Completed over roughly two months in the summer of 2009, the façade restoration on Redd’s 1826 home was the final stage of the one-and-a-half-year overhaul of the town house, and the most recent in a series of collaborations by Schafer and Redd. The duo had previously worked together on an apartment in Greenwich Village, a Greek Revival house in Millbrook, and a home in upstate New York.
Though Schafer wasn’t involved in work on the interior, Redd says the inside—highlighted by the addition of a mammoth David Adler bathroom purchased from a salvage warehouse in Chicago—set the bar and influenced the meticulous attention paid to the façade. “You can’t have these glamorous spaces and not care about the outside,” Redd says. “That was my impetus for going the extra mile, whereas in New York, most people don’t tend to do that quite as much.”

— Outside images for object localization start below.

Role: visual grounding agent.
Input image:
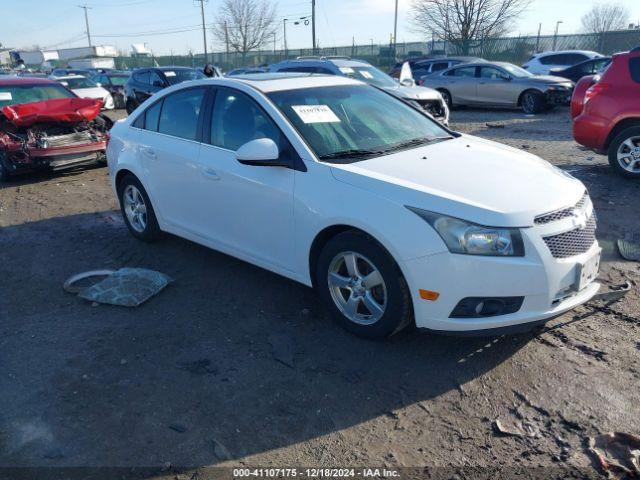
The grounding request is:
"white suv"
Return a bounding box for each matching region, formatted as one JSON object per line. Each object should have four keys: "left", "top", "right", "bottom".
{"left": 522, "top": 50, "right": 603, "bottom": 75}
{"left": 107, "top": 73, "right": 600, "bottom": 338}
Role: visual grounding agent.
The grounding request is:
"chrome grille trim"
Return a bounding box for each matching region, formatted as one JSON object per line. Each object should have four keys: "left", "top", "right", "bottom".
{"left": 534, "top": 193, "right": 588, "bottom": 225}
{"left": 542, "top": 214, "right": 597, "bottom": 259}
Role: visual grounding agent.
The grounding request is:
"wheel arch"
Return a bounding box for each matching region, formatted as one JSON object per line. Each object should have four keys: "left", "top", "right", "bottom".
{"left": 517, "top": 88, "right": 544, "bottom": 106}
{"left": 308, "top": 224, "right": 406, "bottom": 289}
{"left": 604, "top": 117, "right": 640, "bottom": 151}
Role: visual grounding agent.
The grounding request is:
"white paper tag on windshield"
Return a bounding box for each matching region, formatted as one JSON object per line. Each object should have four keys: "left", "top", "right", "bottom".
{"left": 339, "top": 67, "right": 354, "bottom": 74}
{"left": 164, "top": 71, "right": 176, "bottom": 77}
{"left": 360, "top": 70, "right": 374, "bottom": 79}
{"left": 292, "top": 105, "right": 340, "bottom": 124}
{"left": 0, "top": 92, "right": 12, "bottom": 101}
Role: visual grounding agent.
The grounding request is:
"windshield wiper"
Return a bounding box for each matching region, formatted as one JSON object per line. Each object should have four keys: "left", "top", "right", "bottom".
{"left": 382, "top": 136, "right": 452, "bottom": 153}
{"left": 318, "top": 149, "right": 384, "bottom": 161}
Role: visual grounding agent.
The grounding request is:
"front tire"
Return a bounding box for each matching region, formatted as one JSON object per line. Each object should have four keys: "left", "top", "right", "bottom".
{"left": 316, "top": 231, "right": 412, "bottom": 339}
{"left": 125, "top": 98, "right": 138, "bottom": 115}
{"left": 608, "top": 126, "right": 640, "bottom": 178}
{"left": 520, "top": 90, "right": 545, "bottom": 114}
{"left": 117, "top": 174, "right": 161, "bottom": 241}
{"left": 438, "top": 89, "right": 453, "bottom": 109}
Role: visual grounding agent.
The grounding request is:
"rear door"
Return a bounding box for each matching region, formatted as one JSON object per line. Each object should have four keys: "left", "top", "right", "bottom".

The restoration of the town house, which has been Redd’s residence for about 10 years, was completed under the auspices of the New York Landmarks Commission. The philosophy toward the restoration was fairly simple, Schafer says. “‘Preserve the bones’ of the town house to keep its character in tune with the rest of the neighborhood, but add a flair unusual for a New York town house with a variety of layers on top.”

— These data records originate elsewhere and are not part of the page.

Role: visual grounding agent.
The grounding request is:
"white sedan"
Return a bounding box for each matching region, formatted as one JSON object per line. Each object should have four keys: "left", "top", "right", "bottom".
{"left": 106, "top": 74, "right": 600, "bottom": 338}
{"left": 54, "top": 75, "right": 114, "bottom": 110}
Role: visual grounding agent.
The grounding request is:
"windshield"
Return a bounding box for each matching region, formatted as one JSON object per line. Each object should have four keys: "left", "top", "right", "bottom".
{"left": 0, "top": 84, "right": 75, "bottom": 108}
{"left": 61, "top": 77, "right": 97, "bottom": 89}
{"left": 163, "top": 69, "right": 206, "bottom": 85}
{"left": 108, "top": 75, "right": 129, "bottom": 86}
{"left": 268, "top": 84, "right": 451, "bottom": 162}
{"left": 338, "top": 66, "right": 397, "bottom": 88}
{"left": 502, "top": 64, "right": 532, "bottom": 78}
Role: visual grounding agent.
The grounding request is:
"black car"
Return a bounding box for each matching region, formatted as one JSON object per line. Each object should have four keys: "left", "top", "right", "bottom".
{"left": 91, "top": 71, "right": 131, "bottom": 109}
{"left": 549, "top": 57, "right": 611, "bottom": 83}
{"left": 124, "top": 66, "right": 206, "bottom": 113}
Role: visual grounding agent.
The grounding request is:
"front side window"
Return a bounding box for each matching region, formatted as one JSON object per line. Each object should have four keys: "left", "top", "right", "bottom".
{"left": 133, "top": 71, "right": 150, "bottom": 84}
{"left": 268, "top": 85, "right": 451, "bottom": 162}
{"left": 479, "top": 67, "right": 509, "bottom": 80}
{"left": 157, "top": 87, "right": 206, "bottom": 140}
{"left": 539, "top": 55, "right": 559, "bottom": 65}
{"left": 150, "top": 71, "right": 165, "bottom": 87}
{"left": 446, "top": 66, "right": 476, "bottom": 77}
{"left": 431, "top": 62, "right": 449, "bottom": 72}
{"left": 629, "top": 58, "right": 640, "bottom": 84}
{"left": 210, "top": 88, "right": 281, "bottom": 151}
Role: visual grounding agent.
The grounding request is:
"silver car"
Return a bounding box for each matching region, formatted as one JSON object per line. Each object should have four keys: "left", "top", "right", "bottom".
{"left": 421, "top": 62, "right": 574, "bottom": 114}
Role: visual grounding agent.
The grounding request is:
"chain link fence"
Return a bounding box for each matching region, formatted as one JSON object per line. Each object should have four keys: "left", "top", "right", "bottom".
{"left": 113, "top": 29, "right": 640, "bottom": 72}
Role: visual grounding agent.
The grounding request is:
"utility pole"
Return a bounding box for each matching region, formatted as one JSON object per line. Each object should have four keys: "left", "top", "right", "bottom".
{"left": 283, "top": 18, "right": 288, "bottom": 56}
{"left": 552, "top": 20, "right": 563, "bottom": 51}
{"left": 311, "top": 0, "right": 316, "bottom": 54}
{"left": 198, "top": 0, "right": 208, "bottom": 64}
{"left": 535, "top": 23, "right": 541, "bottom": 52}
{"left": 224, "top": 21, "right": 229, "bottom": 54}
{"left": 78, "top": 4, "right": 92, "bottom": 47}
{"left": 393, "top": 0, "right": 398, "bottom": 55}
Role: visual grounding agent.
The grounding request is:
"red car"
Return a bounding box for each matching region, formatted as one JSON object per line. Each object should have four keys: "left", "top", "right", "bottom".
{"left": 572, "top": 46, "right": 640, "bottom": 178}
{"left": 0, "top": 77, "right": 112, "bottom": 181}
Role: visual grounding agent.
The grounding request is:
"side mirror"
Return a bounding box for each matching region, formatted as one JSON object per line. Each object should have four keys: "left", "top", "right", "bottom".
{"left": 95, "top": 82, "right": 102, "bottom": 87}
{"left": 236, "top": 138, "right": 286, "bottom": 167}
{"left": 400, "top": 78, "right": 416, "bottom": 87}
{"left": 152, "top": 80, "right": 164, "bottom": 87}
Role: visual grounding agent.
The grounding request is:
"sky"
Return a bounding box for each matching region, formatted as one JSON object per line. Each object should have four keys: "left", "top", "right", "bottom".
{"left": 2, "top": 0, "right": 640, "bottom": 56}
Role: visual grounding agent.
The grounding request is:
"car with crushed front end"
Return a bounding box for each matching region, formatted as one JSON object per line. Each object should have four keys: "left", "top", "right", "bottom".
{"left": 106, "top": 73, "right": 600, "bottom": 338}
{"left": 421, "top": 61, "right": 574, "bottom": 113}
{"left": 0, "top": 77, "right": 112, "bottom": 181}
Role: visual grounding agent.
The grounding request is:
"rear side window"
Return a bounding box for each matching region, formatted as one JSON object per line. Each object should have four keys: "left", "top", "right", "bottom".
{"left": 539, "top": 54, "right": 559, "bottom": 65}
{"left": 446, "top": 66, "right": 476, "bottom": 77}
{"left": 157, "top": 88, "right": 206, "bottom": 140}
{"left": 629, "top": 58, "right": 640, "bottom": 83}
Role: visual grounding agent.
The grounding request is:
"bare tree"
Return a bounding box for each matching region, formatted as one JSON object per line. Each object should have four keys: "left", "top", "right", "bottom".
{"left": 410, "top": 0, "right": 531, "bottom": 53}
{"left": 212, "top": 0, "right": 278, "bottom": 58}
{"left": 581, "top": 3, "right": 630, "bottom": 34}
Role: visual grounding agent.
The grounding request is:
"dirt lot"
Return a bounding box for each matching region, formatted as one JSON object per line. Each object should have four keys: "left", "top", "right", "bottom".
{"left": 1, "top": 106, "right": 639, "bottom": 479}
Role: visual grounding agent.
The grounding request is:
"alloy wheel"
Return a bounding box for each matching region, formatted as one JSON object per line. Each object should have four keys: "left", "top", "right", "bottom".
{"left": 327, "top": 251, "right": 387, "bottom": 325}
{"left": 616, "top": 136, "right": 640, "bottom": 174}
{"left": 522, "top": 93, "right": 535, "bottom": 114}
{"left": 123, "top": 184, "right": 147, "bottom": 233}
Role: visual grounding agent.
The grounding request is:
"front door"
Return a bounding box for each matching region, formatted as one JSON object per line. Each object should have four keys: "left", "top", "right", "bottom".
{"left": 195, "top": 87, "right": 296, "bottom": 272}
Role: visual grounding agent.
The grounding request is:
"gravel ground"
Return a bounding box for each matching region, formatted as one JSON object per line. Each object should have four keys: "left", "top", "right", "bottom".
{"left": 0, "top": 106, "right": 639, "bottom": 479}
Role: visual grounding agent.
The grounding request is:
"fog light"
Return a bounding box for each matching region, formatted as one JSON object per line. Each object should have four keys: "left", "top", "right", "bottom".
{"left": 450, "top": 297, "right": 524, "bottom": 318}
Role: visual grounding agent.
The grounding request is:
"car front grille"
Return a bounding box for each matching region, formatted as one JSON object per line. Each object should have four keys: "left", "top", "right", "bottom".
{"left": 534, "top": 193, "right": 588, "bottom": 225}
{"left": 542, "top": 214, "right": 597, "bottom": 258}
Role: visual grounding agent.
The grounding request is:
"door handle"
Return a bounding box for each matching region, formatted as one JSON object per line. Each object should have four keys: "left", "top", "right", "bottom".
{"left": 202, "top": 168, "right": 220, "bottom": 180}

Redd adds, “The idea was to be true to certain Federal details—the lintels over the windows. And the surround around the door is original. But I wanted to have a little bit of a French feel.” Among other sources, Redd consulted a book from the 1930s titled The Small Outbuildings of Versailles and explored a litany of French homes. Redd had formed most of the concepts before speaking with Schafer. “He had a very clear vision, and it was really just up to us to help execute that,” Schafer says.
To add some vibrance to the town house’s façade, which was originally natural brick, Redd painstakingly scrutinized the soft blue-gray he intended to use, adapting it to more or less match that of a similar home down the street. But more important, the color scheme was intended to contrast with its stark brick neighbors on either side. “I’ve never really been a fan of brick, and our brick wasn’t particularly pretty,” Redd says. “I definitely come from the school of painted finishes and surfaces, but it works and is well integrated into the street.”

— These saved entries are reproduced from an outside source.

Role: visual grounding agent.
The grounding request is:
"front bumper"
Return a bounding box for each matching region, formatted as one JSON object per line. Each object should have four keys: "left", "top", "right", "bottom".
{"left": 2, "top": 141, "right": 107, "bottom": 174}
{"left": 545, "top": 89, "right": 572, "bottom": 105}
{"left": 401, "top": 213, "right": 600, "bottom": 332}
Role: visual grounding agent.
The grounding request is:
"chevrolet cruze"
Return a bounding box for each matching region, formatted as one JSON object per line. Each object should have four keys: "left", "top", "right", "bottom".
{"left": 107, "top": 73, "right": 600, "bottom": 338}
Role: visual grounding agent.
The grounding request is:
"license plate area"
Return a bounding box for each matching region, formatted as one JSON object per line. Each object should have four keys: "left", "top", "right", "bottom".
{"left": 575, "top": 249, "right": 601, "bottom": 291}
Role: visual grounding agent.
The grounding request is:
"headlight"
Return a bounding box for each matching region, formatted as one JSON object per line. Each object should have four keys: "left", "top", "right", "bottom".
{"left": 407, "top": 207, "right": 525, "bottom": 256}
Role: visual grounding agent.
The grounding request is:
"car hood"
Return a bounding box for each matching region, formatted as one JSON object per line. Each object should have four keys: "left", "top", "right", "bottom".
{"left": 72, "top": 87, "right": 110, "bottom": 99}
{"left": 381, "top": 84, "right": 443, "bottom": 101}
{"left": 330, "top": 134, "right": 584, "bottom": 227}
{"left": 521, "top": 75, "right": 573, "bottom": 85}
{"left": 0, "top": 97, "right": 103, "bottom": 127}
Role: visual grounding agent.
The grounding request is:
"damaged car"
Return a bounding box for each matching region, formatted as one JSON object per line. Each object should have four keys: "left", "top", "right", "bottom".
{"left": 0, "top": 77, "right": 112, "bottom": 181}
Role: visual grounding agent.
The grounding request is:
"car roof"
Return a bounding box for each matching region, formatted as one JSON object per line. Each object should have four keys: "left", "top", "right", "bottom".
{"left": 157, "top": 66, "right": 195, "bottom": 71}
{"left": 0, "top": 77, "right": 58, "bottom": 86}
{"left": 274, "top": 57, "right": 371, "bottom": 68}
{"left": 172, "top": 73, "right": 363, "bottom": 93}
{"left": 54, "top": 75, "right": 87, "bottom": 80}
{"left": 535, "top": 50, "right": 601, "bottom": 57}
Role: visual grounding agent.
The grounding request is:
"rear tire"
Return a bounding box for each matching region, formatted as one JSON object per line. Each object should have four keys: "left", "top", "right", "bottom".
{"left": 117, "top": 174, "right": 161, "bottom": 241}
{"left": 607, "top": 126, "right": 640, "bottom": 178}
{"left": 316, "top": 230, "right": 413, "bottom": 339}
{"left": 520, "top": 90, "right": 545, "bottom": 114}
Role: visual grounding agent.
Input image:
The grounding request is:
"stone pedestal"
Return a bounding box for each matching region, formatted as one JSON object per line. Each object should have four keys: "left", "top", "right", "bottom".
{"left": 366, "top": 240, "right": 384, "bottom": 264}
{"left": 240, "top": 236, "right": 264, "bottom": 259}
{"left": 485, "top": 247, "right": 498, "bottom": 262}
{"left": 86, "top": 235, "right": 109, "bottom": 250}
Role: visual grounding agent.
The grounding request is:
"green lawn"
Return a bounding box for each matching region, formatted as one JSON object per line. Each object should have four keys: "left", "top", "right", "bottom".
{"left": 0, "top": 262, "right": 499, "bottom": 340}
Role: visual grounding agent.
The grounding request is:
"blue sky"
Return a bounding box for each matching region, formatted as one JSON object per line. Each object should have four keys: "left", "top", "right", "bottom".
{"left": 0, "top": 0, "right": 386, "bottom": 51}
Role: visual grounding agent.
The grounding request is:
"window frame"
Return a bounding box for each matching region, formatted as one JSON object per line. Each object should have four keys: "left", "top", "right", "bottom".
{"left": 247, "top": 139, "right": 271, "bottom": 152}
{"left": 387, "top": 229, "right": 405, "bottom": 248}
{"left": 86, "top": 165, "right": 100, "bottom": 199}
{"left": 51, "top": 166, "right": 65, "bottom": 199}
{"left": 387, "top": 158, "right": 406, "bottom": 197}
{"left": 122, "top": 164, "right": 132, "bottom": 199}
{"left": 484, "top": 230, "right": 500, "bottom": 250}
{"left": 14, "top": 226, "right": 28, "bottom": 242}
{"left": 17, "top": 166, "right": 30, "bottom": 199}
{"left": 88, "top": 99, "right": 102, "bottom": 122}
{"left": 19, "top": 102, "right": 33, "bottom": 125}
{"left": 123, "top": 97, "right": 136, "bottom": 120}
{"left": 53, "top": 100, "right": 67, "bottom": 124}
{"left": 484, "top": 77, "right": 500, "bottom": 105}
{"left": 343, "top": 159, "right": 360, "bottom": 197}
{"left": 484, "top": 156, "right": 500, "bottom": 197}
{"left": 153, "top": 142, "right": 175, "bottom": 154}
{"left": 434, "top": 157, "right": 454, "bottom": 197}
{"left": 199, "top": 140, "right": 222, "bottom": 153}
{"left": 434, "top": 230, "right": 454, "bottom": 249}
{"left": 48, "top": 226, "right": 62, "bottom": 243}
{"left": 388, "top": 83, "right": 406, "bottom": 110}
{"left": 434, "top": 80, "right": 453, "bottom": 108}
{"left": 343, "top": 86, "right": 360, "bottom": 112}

The windows needed the most work. “They were hideous metal windows with bars across them, probably left over from a 1970s renovation,” Redd says. In their stead came French casement windows with Greek key lintels. “The lintels were more historically appropriate with the Greek key motifs,” Schafer adds. And then, of course, there were the shutters and retractable awnings. “I actually do use the awnings from time to time in the summer. They pull all the way down, and it gives the house such an Italian feel,” Redd says. “And it creates such an interesting light inside, kind of soft…you just feel like you’re in a different place.”
Inspired by a similar piece on the McCormick Blair House, the restoration also involved the addition of a railing and a small black-and-white door that leads into an English basement. One of the most eye-catching elements of the façade is also a relatively subtle one: an enormous E.R. Butler door knob with a rose-shaped backplate attached to the three-paneled French front door. “It’s not nickel. It’s actually silver, so that has a lot of impact,” Schafer says. “But it’s something you see when you get up close.” An Adler-inspired lantern and a wrought-iron hanger loom over the door and the front steps, which, with the exception of the caps and large stone spheres, were left untouched.
Schafer also initiated the design of a black garbage enclosure with Greek key fretwork to keep the unsightly refuse out of view. “He just told me, ‘You’re going to have a big, beautiful, black box,’ and it all worked so perfectly,” Redd says.
Instead of stemming from any sort of architectural epoch, Redd says his sensibilities come from emotional responses. “Every day, I wanted to feel as I walked into the house that I was happy to live there,” Redd says. “Every time I look at this house and see that the lantern is lit, or it’s covered in snow, or the apple tree in the front is starting to flower, all those little parts of living in a house and seeing it through the seasons are inspiring to me.”